Bathroom Break: Islamic Preachers

I don’t know why but Islamic preachers of all kinds really bother me. Obviously, it’s nothing against the religion, it’s just the mannerisms.

I know they are trying their best to each have a different method of trying to convince someone but it gets a tad annoying.

There are three types of Islamic preachers:

1. The Dramatic Soft Spoken Preacher:

Moez Masoud is a prime example. He seems like a nice enough guy, but whenever he speaks it feels like he’s going to burst in tears and then jump off a cliff. Plus his hand motion is extremely slow. I have to hand it to him though, for someone to go hours on end speaking that way without wanting to slap himself is quite admirable.

Facial Hair: Neatly Shaven Goatee

2. The Excessively Smiley Preacher:

You know those ones? The ones that after every single point they make, whether it’s relevant or not they have to give a Colgate smile at the end. They always seem like they’re expecting unnecessary “Oohs” and “Aahs” from the listeners. It’s worse when they’ve got gingivitis too. Think Amr Khaled with his squeaky voice.

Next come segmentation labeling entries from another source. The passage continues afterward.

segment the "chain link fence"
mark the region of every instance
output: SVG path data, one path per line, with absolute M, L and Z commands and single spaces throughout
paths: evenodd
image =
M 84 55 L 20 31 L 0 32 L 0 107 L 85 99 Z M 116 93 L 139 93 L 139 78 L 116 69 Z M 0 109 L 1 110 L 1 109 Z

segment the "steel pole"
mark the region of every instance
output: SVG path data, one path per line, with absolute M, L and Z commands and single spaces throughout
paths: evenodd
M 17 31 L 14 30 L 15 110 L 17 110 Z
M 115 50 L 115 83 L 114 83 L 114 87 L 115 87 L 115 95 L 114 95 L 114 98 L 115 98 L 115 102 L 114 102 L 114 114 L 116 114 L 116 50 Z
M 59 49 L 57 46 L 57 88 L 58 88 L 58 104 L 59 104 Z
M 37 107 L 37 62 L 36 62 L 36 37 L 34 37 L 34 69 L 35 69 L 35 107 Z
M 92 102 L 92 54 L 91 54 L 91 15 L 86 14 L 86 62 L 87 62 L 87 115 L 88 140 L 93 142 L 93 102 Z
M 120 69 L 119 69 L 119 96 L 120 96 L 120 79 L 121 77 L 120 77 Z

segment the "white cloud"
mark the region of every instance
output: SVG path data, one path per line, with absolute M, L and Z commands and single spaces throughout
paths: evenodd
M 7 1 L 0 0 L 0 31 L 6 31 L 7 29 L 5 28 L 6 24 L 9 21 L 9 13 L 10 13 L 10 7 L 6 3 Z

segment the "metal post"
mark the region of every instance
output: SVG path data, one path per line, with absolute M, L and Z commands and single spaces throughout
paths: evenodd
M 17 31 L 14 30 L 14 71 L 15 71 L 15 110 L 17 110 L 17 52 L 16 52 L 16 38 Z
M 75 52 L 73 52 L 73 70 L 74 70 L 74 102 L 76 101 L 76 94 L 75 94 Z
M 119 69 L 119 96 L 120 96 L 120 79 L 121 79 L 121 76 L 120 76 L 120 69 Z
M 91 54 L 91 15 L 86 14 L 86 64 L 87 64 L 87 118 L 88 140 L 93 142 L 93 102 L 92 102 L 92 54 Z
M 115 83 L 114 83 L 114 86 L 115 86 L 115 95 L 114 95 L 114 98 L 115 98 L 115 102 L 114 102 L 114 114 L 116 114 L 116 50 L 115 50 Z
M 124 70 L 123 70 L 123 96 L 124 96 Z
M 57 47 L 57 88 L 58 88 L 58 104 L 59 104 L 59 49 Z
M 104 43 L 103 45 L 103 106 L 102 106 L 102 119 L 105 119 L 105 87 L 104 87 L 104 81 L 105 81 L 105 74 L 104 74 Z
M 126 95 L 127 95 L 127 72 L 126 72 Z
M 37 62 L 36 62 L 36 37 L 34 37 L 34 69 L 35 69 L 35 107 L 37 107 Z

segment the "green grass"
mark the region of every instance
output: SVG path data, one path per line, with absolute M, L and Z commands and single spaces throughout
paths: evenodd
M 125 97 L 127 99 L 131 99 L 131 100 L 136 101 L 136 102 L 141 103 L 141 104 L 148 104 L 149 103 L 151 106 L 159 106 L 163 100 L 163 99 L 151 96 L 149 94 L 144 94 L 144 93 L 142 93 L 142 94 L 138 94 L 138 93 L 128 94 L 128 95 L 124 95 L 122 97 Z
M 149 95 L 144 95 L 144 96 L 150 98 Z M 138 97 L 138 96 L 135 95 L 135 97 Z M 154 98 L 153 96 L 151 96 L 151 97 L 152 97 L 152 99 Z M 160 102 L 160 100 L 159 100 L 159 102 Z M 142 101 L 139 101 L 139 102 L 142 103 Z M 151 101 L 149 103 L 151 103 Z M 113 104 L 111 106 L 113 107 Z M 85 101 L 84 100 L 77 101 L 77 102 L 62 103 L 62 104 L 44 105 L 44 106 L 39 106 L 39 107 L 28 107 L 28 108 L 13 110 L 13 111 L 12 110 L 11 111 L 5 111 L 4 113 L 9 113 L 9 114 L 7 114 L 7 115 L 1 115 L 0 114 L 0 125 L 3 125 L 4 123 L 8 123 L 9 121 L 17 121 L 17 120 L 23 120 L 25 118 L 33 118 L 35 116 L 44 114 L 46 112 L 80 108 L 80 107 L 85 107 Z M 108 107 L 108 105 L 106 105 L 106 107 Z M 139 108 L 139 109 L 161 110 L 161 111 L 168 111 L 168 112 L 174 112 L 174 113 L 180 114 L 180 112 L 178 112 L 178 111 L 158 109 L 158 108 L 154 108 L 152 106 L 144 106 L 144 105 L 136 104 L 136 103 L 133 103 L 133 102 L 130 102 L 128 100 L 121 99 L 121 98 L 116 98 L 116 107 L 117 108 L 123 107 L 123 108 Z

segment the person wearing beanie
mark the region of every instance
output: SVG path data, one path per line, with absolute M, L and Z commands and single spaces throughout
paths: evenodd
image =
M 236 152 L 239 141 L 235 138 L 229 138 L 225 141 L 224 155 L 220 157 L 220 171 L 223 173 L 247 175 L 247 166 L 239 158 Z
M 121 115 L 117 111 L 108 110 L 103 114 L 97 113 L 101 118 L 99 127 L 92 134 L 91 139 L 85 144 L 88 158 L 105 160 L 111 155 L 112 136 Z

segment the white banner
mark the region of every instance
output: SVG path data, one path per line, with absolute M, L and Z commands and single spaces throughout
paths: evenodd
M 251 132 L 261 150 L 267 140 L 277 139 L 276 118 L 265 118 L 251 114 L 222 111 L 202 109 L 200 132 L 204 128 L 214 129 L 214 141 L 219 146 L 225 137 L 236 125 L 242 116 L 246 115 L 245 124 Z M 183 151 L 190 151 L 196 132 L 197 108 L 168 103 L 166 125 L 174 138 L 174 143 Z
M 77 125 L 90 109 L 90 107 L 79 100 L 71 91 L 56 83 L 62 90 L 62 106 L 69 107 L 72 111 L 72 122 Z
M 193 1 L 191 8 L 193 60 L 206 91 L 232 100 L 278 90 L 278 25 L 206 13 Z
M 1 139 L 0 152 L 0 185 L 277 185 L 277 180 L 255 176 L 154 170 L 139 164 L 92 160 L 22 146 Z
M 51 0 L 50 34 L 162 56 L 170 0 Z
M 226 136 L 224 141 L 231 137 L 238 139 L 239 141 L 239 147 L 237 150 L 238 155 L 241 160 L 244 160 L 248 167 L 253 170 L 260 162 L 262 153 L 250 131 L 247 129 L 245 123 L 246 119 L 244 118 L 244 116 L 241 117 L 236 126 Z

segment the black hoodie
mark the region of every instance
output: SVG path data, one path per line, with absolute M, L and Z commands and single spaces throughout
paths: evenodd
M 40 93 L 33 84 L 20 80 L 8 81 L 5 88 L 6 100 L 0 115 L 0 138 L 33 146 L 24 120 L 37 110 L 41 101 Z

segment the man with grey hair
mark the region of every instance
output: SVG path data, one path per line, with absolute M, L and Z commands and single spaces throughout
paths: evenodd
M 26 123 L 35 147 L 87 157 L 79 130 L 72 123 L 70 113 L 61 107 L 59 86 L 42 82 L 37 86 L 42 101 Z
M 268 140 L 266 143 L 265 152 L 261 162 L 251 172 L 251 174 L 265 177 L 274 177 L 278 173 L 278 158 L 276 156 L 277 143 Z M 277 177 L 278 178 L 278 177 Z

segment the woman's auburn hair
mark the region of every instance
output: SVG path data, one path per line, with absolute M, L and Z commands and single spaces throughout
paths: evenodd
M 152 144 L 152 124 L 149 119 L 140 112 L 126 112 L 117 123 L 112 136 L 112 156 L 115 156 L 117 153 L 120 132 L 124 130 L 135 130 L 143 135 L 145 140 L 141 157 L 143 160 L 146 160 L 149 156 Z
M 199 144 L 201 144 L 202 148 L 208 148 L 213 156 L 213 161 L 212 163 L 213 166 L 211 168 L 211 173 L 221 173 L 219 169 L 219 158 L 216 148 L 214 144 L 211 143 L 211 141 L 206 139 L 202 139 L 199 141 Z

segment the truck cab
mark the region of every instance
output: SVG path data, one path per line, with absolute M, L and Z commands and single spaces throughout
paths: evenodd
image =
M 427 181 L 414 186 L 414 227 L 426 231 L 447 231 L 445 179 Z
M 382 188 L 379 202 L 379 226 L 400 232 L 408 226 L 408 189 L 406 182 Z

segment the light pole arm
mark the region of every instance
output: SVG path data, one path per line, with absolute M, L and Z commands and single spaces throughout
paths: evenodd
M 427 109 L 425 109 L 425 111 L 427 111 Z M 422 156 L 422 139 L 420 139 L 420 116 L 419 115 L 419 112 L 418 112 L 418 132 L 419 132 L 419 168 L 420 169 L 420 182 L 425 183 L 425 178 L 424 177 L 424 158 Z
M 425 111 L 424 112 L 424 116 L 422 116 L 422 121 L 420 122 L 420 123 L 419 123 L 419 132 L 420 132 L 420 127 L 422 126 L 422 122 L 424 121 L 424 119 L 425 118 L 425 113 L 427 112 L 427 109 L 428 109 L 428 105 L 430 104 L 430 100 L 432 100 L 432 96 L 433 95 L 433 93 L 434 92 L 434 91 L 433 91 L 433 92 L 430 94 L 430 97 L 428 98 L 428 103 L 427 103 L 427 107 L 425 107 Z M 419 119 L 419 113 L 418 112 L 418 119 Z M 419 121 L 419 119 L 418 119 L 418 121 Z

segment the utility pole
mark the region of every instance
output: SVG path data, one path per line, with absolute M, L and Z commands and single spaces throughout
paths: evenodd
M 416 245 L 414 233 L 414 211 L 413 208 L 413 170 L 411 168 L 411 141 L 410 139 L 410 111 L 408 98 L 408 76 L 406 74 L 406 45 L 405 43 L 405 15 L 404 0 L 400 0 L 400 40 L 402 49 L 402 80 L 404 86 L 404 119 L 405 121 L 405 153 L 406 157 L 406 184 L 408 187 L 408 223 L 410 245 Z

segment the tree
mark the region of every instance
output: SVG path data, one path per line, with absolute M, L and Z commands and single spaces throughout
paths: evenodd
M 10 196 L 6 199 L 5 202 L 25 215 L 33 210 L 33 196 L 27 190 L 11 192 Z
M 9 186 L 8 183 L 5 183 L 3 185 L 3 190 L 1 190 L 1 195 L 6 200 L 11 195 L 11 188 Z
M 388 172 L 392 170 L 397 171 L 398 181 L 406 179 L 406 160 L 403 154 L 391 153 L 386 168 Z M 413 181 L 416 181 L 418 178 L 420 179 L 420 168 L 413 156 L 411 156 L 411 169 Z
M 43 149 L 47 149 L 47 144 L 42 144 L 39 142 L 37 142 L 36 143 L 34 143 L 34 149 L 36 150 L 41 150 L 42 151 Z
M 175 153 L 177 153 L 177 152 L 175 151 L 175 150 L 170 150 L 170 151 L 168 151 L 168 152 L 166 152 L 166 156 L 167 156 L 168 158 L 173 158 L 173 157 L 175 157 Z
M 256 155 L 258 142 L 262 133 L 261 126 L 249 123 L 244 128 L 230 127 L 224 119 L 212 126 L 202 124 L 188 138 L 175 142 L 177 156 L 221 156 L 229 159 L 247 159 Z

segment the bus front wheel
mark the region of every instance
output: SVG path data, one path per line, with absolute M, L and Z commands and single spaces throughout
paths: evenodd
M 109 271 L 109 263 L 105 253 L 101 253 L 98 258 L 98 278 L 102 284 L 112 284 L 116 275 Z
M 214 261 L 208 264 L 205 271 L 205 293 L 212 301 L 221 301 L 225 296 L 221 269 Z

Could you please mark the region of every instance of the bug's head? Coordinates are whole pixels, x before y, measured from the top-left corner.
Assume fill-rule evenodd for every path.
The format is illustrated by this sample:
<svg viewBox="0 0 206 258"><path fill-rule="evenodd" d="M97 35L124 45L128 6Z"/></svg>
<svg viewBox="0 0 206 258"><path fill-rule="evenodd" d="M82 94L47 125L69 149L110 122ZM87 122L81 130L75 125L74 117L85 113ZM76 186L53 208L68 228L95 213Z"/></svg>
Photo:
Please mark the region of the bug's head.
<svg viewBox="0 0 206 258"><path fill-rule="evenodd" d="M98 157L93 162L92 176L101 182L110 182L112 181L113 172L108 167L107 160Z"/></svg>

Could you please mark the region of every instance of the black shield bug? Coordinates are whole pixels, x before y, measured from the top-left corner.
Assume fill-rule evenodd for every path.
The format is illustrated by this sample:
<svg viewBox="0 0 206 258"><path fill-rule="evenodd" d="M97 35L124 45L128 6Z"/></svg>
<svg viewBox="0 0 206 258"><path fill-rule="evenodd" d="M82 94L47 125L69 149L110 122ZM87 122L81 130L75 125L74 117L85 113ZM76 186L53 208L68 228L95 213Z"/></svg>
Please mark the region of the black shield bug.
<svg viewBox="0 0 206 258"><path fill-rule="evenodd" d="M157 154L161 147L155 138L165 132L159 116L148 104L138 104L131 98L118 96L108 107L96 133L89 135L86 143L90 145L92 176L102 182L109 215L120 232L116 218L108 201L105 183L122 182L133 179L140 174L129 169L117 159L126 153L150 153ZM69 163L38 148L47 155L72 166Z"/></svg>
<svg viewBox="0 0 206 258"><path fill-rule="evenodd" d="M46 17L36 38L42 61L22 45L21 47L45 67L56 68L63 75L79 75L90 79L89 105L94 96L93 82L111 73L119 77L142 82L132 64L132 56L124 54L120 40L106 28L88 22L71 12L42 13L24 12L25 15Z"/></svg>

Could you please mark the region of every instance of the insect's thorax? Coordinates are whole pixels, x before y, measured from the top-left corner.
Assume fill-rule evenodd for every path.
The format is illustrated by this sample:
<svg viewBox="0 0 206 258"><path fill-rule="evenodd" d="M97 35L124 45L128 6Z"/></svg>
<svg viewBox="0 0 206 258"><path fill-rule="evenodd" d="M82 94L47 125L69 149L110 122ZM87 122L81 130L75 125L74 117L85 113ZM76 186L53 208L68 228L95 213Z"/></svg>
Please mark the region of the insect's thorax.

Facial Hair: Sailor’s Moustache

3. The Angry Loud Preacher:

I’ve been seeing a lot of them recently. And they end up saying something so absurd right when they are about to make sense. And then scream about ‘hell’, ‘death’ and ‘infidels’ all of a sudden like they want you to jump off your seat. I’m thoroughly convinced that the excessive facial hair is making them more prone to anger.